Tutorial10 min read

Building Real-time Voice
Applications with LiveKit

From telehealth to online education to social experiences — real-time voice is everywhere. Here's how LiveKit makes it accessible, scalable, and production-ready.

What is LiveKit?

LiveKit is an open-source, end-to-end WebRTC platform. It abstracts away the notoriously complex WebRTC stack and gives you clean APIs for building real-time audio and video applications. Think of it as the "Stripe of real-time communication" — it handles the hard infrastructure so you can focus on your product.

<100ms
Latency
Sub-second real-time
1 to 1M+
Scale
Calls to broadcasts
6+
Platforms
Web, iOS, Android...
Apache 2.0
License
Fully open source

Why Not Just Use WebRTC Directly?

You could build on raw WebRTC. But you'd spend months dealing with STUN/TURN servers, codec negotiation, bandwidth estimation, connection state machines, and the dozens of browser-specific quirks that make WebRTC notoriously hard to ship.

Real talk: I've seen teams spend 6+ months building a "simple" voice chat on raw WebRTC, only to abandon it for a managed solution.
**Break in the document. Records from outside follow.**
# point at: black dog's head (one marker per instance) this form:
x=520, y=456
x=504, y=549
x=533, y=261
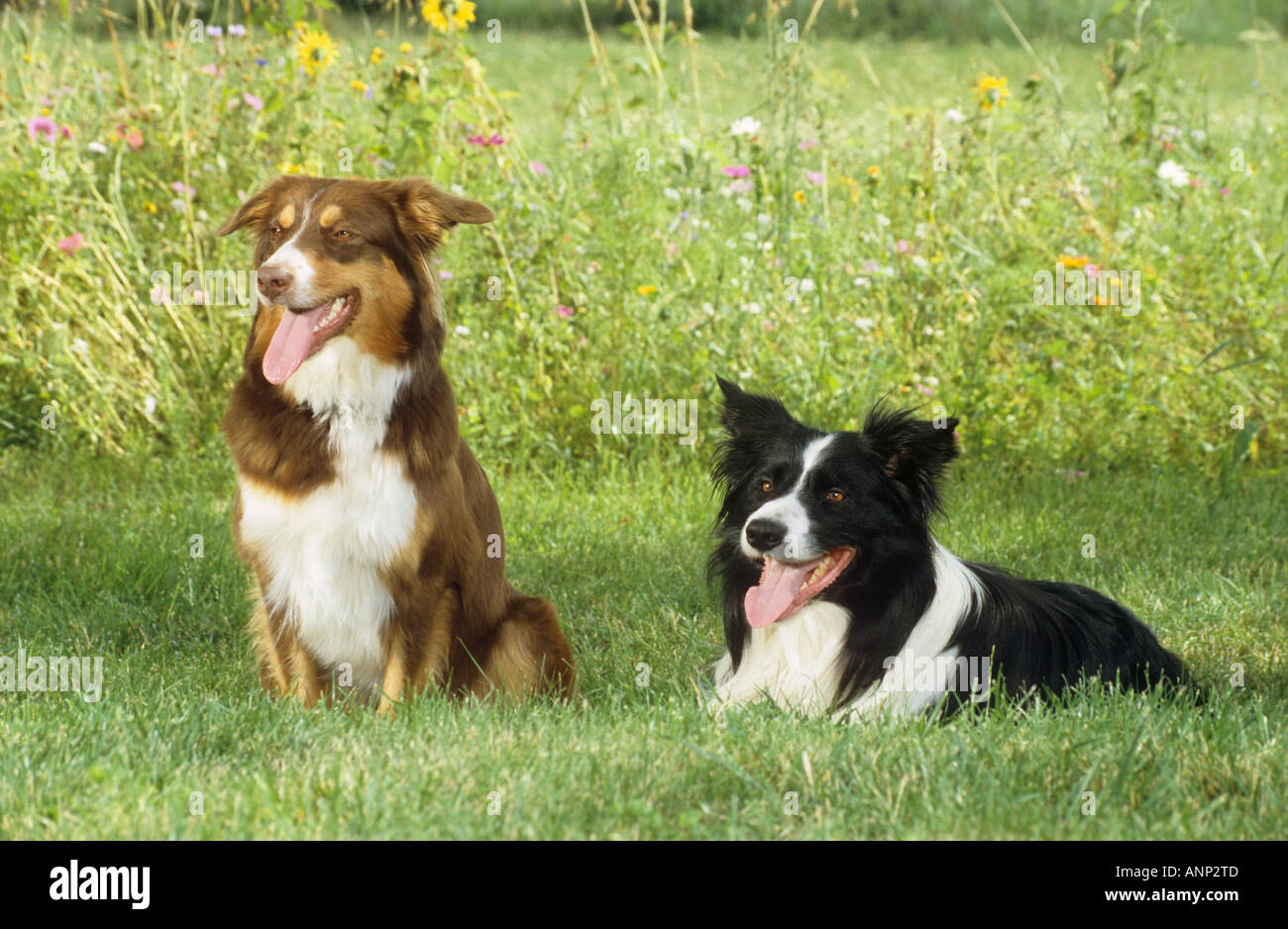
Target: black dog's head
x=810, y=515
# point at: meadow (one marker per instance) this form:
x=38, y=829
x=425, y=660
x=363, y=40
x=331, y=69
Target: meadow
x=831, y=219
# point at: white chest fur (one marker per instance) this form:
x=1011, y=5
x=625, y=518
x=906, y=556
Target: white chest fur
x=325, y=552
x=793, y=662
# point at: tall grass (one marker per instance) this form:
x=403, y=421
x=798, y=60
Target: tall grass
x=884, y=240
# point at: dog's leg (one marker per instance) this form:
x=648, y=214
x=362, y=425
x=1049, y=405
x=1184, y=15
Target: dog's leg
x=527, y=654
x=395, y=674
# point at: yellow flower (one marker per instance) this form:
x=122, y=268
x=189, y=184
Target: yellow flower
x=464, y=14
x=991, y=90
x=433, y=14
x=316, y=51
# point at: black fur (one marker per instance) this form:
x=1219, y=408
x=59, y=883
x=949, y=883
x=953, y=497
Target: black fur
x=1039, y=636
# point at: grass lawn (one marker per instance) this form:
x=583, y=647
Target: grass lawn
x=98, y=563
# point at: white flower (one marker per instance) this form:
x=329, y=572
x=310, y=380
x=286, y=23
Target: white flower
x=1173, y=174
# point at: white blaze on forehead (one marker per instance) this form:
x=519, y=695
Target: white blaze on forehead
x=301, y=292
x=790, y=508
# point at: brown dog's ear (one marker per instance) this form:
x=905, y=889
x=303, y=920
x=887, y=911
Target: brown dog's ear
x=425, y=213
x=254, y=211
The edge cases in production — NAT traversal failures, codec mismatches, mobile backgrounding — are brutal.

LiveKit gives you production-ready infrastructure out of the box:

SFU Architecture

Selective Forwarding Unit for efficient multi-party calls. Each participant sends their stream once; the server distributes it to everyone else.

Adaptive Bitrate

Automatically adjusts audio and video quality based on each participant's network conditions. No manual tuning needed.

Edge Deployment

Globally distributed servers so participants connect to the nearest node, minimizing latency regardless of geography.

Built-in Recording

Server-side recording without client-side overhead. Record individual tracks or composite rooms for playback or compliance.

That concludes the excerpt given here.